The Beirut City Centre Building or 'the egg' - site
2. The Beirut City Centre Building, icon of modernist architecture and icon of the explicit traces of war in Lebanon.
The Dome, Martyrs Square in Downtown Beirut, an old disused movie theater known variously as the dome, the egg, the bubble, the blob, saboune (meaning soap) or by its official name, the Beirut City Center Building. Originally designed by Lebanese architect Joseph Philippe Karam (prominent modernist if the 60s), the dome was built in 1965 as part of a larger, three-part complex of towers and shopping arcades that was expected, in an untimely burst of inauspicious optimism, to become the most important commercial center in the Middle East. The dome has become a symbol of modern design foresight and a testament to Lebanese talent and architecture. It has also become a reminder of the civil war. Pockmarked by years of war and stranded by decades of structural neglect, the dome is a stark visual icon, instantly recognizable as an emblem of 1960s-era modernist architecture, a relic of Beirut's bustling past, an object lesson in the city's tempestuous political history.
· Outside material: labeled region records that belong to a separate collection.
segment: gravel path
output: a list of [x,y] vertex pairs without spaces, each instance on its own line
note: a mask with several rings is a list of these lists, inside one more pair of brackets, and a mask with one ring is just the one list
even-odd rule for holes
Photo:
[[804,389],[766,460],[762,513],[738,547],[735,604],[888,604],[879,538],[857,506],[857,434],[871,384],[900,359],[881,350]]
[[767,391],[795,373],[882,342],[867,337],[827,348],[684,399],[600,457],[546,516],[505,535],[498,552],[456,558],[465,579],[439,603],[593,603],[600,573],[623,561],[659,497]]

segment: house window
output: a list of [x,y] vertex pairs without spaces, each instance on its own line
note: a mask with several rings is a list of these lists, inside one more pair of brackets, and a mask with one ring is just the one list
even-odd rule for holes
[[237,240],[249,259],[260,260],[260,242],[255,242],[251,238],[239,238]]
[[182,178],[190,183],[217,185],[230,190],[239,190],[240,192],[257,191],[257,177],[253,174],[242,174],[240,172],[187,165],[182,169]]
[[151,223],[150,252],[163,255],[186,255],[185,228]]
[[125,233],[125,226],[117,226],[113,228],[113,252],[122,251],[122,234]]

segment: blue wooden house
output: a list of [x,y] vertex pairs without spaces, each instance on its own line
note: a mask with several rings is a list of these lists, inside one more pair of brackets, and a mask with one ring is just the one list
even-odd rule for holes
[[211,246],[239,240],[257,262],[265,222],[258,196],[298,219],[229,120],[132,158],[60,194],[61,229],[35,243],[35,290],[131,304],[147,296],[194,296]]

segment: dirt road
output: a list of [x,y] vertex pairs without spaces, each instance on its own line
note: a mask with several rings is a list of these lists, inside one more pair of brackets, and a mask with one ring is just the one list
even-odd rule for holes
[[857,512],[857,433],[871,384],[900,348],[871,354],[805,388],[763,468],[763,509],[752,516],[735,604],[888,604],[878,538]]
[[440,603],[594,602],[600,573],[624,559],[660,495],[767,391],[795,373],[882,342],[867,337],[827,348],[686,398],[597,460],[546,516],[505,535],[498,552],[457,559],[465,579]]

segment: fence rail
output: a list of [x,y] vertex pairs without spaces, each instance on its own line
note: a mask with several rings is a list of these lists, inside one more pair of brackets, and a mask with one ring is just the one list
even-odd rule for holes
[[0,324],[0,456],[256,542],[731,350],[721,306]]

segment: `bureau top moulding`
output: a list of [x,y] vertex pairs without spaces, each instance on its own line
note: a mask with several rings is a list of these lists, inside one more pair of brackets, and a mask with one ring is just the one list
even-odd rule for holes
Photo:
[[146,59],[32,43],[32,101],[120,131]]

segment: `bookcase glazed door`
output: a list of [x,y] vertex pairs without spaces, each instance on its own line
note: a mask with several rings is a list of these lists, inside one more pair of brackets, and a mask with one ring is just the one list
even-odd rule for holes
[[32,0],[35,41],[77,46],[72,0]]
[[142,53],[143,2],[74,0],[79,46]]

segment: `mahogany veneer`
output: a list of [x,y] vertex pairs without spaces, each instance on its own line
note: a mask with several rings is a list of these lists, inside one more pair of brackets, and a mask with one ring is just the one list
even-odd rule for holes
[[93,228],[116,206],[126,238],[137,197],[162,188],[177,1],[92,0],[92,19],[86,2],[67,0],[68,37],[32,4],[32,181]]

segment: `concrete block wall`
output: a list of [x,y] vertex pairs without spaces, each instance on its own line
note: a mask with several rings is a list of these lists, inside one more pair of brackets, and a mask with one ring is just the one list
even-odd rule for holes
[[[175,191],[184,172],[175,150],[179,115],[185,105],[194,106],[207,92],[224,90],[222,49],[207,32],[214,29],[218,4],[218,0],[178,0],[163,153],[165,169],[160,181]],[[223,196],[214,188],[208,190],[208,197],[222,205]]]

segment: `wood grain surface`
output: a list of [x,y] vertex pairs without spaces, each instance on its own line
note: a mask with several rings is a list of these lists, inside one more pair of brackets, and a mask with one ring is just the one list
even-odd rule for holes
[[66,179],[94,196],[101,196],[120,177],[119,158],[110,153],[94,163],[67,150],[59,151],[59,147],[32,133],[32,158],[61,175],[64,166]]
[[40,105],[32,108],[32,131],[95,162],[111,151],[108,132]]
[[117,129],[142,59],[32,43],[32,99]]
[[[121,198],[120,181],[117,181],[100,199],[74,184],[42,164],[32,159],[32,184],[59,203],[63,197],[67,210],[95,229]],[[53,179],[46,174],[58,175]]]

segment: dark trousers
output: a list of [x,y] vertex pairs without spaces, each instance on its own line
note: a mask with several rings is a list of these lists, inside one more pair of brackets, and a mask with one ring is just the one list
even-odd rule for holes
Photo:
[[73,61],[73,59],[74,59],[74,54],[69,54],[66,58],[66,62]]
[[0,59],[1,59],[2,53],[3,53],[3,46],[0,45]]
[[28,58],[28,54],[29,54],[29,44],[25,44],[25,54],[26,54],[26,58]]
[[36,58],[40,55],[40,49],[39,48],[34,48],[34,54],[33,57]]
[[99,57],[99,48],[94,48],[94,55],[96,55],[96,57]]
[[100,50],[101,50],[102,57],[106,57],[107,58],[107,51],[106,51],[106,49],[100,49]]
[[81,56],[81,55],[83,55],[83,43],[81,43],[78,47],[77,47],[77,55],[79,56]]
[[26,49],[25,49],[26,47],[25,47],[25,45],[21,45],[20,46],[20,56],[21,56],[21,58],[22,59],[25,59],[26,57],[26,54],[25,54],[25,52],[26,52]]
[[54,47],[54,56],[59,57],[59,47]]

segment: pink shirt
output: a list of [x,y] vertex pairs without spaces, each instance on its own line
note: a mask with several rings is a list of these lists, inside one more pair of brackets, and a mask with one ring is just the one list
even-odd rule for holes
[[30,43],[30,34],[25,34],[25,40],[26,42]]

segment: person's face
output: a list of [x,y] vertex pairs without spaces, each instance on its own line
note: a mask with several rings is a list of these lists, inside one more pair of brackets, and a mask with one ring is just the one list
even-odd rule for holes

Now, with the Beirut downtown area renovation and reconstruction, this milestone of Lebanese design is on death-row, making space for the new 600 million dollar Beirut Gate project. It is inevitably going to be demolished, according to all parties currently involved in deciding the building's fate. It is too precious, too odd, too cool, too much of an icon to tear it down. The dome has long been used as an alternative cultural venue, inhabited by raves, parties, temporary art exhibitions and experimental theater programs.